Selon les autorités, au moins 1 800 personnes ont manifesté dans la capitale, en scandant "17 octobre, crime d'État" et "Ouvrez les archives, de Paris à Alger". Le cortège est parti du centre de la capitale et s'est dirigé vers le pont Saint-Michel qu'il n'a pu atteindre, stoppé par des policiers. Selon les forces de l'ordre, la manifestation était déclaré jusqu'à la place du Châtelet. Seuls de petits groupes ont pu accéder au pont au Change pour jeter des roses dans la Seine.

"À la mémoire de tous ceux qui ont été assassinés", a déclaré l'un d'eux. L'appel à manifester avait été signé par des dizaines d'organisations et d'associations, de syndicats et de partis de gauche. La maire PS de Paris, Anne Hidalgo, candidate à la présidentielle, s'est recueillie sur le pont Saint-Michel, devant la stèle "à la mémoire des nombreux Algériens tués lors de la sanglante répression" qu'elle avait inaugurée en 2019.

"C'est un petit pas de plus mais ce n'est pas satisfaisant", a déclaré à l'AFP l'historien Gilles Manceron, un des responsables de la Ligue des droits de l'Homme (LDH), en réaction au communiqué d'Emmanuel Macron samedi. "C'est une reconnaissance d'un crime de préfecture. Nous demandons une reconnaissance de crime d'État et l'accès réel aux archives", a ajouté ce spécialiste de la mémoire de la guerre d'Algérie, dans le cortège.

"C'est un geste, mais on sait très bien que Papon n'a pas agi de son propre arbitre. On ne peut pas agir sans ordre politique. Il y a eu une responsabilité au sommet de l'État français", a aussi insisté un manifestant de 45 ans, Othmane Benzaghou, militant associatif, membre des collectifs du Hirak.

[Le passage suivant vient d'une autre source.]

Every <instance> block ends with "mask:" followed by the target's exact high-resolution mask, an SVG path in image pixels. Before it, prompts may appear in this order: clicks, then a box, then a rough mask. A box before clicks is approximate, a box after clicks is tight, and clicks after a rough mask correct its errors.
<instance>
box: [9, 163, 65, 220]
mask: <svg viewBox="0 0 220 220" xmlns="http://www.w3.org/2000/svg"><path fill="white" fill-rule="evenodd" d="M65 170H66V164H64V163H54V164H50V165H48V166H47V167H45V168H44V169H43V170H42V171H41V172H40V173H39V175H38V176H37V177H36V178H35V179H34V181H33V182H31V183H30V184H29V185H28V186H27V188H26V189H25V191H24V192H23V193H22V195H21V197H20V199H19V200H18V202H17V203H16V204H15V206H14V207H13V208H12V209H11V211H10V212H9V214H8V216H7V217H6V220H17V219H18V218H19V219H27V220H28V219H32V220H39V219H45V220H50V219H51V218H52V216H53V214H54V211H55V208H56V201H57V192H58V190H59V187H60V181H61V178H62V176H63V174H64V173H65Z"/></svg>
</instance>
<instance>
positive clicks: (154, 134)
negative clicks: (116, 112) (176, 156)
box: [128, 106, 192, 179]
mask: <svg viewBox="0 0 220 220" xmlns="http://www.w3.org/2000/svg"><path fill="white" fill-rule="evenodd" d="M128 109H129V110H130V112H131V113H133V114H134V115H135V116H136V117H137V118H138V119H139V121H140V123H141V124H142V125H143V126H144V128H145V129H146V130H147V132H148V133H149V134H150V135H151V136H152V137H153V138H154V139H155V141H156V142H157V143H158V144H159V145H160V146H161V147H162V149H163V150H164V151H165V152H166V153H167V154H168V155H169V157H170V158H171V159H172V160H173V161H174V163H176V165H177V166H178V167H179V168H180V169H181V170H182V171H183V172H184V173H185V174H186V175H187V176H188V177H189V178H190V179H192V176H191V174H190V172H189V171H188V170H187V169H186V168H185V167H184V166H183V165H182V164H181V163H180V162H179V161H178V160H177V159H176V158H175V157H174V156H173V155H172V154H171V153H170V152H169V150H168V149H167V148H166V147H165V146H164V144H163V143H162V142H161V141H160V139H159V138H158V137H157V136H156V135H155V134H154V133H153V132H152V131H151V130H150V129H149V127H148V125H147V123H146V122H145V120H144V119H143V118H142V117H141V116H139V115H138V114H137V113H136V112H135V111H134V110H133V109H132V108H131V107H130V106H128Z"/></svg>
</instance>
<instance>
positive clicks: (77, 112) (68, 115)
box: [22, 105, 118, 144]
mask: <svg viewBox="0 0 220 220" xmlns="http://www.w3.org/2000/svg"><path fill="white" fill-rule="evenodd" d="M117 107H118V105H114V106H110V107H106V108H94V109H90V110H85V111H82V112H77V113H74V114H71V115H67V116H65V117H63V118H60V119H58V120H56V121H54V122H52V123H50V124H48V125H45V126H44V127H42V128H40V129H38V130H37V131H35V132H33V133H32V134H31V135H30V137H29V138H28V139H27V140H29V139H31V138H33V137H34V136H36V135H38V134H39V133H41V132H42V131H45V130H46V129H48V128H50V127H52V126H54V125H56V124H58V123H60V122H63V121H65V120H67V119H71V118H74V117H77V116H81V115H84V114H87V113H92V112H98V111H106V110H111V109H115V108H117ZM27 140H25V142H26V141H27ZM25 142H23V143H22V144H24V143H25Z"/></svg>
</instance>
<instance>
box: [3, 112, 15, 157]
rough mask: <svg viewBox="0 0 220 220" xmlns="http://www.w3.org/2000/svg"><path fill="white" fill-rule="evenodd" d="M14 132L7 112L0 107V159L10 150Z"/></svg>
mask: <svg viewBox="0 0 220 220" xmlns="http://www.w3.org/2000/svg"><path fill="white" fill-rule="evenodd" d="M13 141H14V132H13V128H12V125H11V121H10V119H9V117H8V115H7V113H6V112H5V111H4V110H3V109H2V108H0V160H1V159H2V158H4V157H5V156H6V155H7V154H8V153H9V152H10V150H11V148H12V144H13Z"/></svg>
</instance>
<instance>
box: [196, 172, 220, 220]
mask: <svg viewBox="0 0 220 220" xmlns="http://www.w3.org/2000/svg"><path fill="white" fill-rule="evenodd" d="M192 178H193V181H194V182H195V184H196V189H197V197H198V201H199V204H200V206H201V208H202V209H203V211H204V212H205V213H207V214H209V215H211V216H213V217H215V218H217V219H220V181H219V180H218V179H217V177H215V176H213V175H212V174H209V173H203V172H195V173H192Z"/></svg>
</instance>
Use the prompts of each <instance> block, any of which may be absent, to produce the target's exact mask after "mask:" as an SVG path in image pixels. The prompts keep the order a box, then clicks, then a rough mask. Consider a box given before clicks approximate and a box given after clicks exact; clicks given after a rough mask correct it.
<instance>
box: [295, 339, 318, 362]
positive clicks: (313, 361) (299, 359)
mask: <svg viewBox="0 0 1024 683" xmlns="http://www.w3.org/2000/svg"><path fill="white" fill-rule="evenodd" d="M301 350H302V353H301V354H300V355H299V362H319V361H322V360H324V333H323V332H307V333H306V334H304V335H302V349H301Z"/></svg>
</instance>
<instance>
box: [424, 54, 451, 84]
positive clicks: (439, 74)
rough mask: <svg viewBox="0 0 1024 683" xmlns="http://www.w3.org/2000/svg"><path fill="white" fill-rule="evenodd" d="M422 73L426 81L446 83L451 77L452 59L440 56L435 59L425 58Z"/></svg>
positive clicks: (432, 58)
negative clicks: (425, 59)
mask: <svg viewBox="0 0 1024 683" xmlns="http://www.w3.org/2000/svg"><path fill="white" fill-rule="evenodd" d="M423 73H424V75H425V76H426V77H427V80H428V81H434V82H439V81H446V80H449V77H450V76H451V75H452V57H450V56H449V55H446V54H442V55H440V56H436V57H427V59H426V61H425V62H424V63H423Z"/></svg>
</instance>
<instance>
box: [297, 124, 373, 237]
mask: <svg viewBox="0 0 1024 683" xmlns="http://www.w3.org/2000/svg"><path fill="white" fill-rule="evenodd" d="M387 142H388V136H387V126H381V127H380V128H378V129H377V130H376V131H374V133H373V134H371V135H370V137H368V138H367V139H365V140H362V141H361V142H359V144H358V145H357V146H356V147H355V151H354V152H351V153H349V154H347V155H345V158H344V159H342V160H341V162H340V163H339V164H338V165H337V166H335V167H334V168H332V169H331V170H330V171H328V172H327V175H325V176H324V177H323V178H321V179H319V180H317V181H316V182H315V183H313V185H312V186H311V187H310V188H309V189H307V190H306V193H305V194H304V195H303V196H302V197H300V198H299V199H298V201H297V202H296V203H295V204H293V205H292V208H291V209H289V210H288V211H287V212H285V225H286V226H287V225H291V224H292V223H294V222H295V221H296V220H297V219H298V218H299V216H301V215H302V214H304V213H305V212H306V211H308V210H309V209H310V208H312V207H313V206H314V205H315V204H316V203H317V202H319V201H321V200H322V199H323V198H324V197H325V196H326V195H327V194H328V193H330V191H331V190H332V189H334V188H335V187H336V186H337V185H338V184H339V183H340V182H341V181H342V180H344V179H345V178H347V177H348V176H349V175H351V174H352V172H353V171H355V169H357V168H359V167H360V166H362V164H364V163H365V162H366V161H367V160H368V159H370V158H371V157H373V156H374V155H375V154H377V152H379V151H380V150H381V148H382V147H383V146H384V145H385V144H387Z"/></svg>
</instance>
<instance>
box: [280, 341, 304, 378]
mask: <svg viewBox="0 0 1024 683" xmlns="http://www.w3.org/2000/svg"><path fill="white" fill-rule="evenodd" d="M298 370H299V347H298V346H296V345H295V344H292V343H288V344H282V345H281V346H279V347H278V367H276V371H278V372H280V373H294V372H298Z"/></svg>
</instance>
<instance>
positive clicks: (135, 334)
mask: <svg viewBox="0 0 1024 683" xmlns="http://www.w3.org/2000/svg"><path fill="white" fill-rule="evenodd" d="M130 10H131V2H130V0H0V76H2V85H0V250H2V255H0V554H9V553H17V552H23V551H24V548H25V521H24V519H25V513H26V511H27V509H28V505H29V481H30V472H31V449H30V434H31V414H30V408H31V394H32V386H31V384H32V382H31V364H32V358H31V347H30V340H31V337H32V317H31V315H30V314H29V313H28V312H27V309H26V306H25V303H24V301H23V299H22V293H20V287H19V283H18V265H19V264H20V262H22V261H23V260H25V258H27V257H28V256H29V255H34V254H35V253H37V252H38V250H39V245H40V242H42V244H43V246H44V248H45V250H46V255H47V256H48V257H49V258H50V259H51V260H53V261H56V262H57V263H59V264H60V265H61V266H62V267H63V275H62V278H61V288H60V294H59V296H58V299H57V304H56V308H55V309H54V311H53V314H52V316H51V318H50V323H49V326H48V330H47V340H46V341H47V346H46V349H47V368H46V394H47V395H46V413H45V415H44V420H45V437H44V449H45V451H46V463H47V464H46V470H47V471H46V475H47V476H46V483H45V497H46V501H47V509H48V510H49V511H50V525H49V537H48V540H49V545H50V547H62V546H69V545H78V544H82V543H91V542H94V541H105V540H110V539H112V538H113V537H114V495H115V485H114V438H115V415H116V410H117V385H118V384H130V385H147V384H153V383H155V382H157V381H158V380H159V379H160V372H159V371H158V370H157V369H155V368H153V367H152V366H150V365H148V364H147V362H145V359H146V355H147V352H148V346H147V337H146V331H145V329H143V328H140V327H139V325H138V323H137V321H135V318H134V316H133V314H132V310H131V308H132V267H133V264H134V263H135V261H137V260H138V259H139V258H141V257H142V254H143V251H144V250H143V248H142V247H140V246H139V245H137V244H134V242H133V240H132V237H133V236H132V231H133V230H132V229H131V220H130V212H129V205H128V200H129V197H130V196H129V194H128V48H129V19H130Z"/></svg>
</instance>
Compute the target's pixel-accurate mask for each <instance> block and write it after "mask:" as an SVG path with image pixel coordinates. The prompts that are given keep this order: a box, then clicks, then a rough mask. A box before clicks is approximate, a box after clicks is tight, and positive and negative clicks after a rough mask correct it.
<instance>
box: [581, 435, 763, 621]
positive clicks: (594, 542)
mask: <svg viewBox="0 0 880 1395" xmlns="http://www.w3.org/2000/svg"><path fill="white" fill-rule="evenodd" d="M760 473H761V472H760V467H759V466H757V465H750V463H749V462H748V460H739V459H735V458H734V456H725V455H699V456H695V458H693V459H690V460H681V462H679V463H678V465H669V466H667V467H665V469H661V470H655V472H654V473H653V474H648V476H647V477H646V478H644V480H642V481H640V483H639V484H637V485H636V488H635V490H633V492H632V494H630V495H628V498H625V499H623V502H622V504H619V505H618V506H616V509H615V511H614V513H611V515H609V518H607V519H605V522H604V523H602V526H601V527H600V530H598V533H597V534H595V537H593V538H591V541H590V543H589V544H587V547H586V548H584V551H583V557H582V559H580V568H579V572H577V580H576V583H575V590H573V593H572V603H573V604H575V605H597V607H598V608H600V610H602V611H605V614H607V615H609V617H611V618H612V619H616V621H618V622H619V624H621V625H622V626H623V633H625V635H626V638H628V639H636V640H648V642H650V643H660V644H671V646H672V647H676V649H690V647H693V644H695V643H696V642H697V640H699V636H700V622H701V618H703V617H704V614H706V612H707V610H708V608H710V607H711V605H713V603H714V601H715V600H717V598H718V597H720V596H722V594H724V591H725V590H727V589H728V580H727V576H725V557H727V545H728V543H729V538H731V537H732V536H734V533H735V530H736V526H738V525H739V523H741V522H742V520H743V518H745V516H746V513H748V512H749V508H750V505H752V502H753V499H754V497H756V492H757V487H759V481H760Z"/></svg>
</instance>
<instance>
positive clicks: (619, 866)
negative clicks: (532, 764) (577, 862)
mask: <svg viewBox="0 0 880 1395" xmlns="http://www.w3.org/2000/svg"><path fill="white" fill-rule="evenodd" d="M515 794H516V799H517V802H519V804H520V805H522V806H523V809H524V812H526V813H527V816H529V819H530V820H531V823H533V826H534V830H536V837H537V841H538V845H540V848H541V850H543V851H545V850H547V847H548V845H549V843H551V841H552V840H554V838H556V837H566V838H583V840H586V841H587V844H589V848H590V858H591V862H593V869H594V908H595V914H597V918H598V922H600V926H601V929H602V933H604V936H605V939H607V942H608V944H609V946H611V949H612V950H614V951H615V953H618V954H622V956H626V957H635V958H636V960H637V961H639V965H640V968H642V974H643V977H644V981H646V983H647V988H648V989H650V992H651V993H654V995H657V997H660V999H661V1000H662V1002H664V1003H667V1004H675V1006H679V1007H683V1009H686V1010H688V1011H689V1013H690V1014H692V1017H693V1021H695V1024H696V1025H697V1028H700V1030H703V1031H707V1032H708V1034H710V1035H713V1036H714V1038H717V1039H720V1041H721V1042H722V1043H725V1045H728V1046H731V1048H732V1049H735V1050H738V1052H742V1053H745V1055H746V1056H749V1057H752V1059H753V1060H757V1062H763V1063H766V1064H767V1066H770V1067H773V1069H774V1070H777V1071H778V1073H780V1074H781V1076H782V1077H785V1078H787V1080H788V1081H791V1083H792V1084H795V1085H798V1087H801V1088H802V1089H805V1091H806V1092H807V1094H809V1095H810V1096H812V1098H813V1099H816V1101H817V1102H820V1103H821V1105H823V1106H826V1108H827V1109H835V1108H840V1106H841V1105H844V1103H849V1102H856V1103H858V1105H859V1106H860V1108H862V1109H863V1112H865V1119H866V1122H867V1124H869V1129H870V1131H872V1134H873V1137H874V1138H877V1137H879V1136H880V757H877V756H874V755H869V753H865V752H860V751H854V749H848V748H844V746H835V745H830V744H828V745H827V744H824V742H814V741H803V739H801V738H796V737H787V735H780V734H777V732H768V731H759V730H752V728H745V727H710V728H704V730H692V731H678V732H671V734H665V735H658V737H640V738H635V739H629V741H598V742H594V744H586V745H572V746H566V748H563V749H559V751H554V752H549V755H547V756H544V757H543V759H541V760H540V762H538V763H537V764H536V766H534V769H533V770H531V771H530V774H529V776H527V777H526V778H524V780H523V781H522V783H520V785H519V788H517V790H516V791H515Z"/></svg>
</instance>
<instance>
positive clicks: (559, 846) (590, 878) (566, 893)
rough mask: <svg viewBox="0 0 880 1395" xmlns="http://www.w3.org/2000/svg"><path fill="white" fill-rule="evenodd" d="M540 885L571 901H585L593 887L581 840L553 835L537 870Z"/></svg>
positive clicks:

D'autres manifestations ont eu lieu ailleurs en France, réunissant ainsi 200 personnes à Toulouse derrière la banderole "Un massacre colonial". À Strasbourg, une soixantaine de manifestants ont jeté des roses rouges dans l'Ill tandis qu'à Bordeaux, une centaine lançaient des roses blanches dans la Garonne.

"On n'a ni haine ni vengeance, on veut juste apaiser les mémoires", a glissé à l'AFP Saïd Boudjema, le président de la Fédération franco-algérienne Aquitaine Plus, qui organisait l'hommage bordelais.